I just saw this fascinating TED talk about how an organization called Aravind is providing high quality, low cost eye care to India.
Let me spoil the punchline: They provide eyecare approximately equal to the United Kingdom’s National Health Service in terms of volume. Statistically, the quality is superior to the NHS in terms of complications. And they do it, profitably, at 1% of the cost of the NHS.
Their mission is to eliminate needless blindness. Instead of viewing eyecare as a business, Aravind seems to view it as a religious calling. From the video, their founder says:
When we grow in spiritual consciousness, we identify with all that is in the world, so there is no exploitation. It is ourselves we are helping. It is ourselves we are healing.
I think this has some implications for the health care debate in the United States.
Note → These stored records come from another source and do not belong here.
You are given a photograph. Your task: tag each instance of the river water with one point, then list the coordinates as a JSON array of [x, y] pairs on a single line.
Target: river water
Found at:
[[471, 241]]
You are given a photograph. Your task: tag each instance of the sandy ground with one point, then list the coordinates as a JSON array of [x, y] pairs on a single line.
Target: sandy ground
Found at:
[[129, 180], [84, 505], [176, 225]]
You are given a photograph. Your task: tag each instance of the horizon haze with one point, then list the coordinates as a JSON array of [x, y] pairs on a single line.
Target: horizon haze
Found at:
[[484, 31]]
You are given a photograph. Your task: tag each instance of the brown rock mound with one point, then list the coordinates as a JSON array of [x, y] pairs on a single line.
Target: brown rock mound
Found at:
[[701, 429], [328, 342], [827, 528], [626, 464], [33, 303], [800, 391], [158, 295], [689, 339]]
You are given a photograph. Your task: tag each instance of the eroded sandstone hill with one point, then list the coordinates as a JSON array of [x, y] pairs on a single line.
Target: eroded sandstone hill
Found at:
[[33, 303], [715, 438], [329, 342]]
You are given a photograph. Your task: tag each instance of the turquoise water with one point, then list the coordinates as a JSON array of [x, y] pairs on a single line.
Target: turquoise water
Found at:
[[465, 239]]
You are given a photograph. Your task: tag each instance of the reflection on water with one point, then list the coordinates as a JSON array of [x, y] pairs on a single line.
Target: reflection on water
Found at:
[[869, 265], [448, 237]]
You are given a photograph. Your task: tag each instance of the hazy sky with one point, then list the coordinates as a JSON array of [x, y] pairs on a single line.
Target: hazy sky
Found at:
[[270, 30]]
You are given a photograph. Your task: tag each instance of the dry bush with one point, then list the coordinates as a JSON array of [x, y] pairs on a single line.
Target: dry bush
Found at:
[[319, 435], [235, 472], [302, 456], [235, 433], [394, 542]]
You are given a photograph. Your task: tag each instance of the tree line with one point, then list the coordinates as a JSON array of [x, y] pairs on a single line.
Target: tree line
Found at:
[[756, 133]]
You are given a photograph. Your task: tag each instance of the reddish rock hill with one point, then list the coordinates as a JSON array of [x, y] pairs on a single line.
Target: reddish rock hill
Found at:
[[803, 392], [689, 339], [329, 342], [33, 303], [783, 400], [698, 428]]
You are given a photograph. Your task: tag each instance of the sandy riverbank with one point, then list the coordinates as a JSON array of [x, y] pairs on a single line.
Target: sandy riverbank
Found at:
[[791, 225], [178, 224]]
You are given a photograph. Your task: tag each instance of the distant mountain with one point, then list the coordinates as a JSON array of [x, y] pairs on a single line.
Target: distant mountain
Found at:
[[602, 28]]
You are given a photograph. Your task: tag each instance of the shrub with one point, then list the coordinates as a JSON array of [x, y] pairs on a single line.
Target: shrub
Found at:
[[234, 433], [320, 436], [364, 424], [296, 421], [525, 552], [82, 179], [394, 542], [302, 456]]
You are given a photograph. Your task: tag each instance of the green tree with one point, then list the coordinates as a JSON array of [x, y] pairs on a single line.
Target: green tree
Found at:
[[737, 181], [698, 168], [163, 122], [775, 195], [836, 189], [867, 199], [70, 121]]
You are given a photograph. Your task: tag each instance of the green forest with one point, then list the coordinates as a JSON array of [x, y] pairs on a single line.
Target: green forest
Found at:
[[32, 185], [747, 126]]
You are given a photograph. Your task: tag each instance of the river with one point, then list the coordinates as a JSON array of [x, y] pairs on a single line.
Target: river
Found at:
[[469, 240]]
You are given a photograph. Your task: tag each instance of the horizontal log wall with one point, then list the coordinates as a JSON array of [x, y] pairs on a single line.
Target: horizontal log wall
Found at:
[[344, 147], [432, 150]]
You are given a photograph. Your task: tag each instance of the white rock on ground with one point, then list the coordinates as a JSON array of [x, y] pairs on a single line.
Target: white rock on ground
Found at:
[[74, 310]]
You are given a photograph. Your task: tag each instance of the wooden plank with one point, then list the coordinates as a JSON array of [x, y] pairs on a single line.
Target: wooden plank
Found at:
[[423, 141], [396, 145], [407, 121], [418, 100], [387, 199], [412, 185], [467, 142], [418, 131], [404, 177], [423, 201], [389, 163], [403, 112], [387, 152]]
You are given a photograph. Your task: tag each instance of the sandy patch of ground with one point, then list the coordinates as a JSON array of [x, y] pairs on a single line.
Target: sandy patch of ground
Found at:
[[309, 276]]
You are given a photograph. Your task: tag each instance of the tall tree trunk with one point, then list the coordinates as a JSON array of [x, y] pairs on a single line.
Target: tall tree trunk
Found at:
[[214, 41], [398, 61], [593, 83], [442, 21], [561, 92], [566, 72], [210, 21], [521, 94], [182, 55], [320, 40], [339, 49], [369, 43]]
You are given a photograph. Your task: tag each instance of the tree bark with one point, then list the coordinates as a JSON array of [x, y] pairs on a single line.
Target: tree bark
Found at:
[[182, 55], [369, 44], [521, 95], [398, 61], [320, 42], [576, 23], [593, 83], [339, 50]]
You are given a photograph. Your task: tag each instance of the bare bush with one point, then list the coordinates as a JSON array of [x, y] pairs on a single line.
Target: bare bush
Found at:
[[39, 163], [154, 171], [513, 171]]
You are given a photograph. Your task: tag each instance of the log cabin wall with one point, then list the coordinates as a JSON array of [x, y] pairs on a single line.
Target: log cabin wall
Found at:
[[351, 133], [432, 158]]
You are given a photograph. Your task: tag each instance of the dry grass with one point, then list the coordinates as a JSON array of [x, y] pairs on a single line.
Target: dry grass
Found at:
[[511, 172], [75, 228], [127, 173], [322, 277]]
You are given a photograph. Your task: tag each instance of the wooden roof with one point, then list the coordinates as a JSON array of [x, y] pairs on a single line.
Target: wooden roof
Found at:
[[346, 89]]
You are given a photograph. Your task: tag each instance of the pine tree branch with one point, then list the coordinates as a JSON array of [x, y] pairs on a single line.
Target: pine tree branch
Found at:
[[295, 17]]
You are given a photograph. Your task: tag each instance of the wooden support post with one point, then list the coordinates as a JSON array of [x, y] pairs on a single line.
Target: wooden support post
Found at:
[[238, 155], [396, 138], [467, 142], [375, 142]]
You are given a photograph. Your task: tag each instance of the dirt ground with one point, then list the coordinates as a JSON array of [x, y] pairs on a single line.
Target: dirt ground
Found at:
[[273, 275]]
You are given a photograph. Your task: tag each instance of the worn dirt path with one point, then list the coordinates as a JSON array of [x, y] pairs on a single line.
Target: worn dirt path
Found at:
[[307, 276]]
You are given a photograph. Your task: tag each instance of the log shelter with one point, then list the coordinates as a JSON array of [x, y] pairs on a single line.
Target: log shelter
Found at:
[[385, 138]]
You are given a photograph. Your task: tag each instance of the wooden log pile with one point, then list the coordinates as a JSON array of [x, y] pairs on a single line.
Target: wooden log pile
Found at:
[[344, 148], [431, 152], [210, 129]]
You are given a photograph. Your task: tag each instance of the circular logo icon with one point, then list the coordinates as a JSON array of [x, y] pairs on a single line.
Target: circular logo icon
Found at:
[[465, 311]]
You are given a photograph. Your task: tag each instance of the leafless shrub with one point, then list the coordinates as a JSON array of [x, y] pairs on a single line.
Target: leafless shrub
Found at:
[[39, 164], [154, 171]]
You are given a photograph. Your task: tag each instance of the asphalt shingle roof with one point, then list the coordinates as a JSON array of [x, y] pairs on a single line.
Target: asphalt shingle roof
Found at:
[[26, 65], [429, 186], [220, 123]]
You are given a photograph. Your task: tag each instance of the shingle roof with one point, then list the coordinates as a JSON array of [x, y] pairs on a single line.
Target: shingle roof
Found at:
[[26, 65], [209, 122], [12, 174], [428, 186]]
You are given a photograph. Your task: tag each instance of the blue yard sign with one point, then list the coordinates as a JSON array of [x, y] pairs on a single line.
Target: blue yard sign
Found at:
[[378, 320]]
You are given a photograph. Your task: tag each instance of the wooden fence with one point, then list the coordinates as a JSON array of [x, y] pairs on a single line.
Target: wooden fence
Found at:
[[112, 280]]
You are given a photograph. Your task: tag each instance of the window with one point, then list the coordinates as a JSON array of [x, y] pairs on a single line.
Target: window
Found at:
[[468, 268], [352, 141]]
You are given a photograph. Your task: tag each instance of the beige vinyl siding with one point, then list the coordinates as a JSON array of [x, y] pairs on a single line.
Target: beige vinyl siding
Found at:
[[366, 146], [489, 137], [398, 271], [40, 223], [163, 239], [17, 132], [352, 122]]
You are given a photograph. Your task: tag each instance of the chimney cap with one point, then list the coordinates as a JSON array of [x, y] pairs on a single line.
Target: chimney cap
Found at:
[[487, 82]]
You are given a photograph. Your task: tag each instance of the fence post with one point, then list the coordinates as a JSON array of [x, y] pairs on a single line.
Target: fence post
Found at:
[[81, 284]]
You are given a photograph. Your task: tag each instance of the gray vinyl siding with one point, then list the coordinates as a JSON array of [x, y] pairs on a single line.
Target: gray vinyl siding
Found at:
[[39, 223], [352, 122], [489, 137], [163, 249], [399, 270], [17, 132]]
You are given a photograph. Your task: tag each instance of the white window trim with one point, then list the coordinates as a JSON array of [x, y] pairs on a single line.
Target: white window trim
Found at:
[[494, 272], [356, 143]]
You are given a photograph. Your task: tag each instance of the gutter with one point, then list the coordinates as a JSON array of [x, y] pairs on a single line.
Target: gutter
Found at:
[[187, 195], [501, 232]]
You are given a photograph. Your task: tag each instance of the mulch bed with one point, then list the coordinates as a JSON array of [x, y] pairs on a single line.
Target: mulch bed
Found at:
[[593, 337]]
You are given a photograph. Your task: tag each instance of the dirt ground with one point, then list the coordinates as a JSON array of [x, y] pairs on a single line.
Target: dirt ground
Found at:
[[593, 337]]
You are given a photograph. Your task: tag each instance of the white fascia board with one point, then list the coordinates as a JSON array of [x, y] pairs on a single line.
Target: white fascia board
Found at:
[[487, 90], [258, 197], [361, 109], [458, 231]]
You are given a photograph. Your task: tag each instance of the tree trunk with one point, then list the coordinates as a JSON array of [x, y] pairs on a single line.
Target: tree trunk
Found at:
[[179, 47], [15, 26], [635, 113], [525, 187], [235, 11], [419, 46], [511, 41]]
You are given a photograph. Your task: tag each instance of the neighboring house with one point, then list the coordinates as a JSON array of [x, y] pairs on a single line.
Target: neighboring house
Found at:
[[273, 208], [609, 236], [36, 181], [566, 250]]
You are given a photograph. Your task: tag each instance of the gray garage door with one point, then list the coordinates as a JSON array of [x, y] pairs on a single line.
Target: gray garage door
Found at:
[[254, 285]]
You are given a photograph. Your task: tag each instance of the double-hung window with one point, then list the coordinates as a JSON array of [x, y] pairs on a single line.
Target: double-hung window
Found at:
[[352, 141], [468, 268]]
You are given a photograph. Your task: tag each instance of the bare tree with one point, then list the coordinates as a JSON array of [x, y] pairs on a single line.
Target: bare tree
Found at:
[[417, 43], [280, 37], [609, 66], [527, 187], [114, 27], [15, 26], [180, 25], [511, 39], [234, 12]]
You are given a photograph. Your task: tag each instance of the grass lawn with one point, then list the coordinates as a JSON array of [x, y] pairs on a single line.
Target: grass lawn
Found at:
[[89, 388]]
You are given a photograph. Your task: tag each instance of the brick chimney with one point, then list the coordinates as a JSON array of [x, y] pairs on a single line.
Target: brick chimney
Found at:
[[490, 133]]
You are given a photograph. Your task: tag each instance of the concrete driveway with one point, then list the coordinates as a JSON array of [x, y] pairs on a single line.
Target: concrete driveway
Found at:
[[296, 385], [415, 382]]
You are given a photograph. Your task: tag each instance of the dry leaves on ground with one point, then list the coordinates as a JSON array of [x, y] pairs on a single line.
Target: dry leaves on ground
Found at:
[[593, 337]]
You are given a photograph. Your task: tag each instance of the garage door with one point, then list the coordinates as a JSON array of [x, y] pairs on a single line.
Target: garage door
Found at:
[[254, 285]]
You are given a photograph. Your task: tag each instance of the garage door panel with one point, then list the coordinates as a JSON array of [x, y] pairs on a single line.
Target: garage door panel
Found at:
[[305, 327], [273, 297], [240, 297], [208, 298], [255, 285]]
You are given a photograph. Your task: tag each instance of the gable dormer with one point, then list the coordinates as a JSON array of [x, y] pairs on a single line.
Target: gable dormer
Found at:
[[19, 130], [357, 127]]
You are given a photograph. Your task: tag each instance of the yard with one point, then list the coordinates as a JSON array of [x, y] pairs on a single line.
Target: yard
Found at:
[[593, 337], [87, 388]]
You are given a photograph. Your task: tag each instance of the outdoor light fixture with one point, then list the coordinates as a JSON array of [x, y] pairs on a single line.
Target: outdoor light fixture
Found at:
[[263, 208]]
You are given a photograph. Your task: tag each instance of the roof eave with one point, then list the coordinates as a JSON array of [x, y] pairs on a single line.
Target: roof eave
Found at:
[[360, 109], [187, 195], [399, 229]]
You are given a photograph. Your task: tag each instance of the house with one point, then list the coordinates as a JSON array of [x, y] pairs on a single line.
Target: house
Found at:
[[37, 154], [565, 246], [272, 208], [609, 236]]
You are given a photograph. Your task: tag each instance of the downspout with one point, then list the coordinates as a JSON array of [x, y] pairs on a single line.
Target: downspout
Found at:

In the US, health care is big business. At every step, everyone is trying to make a lot of money. Drug companies, hospitals, insurance companies–at each step, everyone is trying to grab their share of the profit, rather than focusing on healing patients.
Income is vital, of course. Doctors, nurses, technicians, researchers, ambulances, and all that need to be paid for. But I wonder what the system would look like if everyone in the health care supply chain, from drug companies and ambulance manufacturers to doctors and hospitals, did their work as non-profits instead of as companies.
What would it look like if health care providers in the US viewed patients as people to help instead of as profit centers to be exploited? How many lives and livelihoods could they save if they viewed health care not as a business opportunity, but as a moral obligation?